# need help on e-bay - printing shipping label



## snowcap (Jul 1, 2011)

I was printing a shipping label and my printer messed up.E-bay has charged me once , but now it will only let me print if I let it charge me again. 
Of course I don't want to pay for the extra label. What do I do now?


----------



## Cabin Fever (May 10, 2002)

Click: MyEbay > Sold > More actions > View order details > Void shipping label

Once you've voided the shipping label, Paypal should give you a refund. Then, you can print a new label.


----------



## snowcap (Jul 1, 2011)

Yes, I got one voided, Tryed to print another one and the same thing happened again. It charges for them but won't print it.
(SERVICE NOT AVAILABLE)
I don't want to try that again. If I do it again I'll be going over the amount of the transaction as it is. I don't want to tie up my funds trying to figure this out.
I am sure I'll get refunded eventually.
Some one said to try later. You all just need to be aware this happening, if you are selling on e-bay.


----------



## clovis (May 13, 2002)

Are you trying to print the new Parcel Select? You can't print PS yet...not until March. 

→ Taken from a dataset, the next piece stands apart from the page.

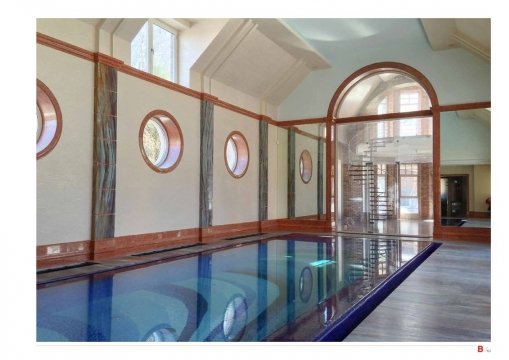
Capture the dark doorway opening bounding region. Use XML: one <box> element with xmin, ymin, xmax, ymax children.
<box><xmin>440</xmin><ymin>175</ymin><xmax>469</xmax><ymax>219</ymax></box>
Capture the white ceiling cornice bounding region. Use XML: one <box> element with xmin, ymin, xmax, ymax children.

There should also be a "Reprint Label" option also.


----------



## snowcap (Jul 1, 2011)

No, e-bay shipping label printing is down till sunday. I was trying to pring a small box flat rate. 
it was chargeing with out printing, but they have turn it all off now.


----------



## ErinP (Aug 23, 2007)

Down til Sunday?? 
I printed three labels this morning...


----------



## happychick (Sep 20, 2010)

For future reference...
If you're having trouble printing labels, you do not have to be billed twice. Restart your printer and computer, that eliminates many glitches. Then, to reprint your ebay shipping label, go to my ebay selling > shipping labels > and click the down arrow on 'more options'. There you will find 'reprint label'. No voiding needed.


----------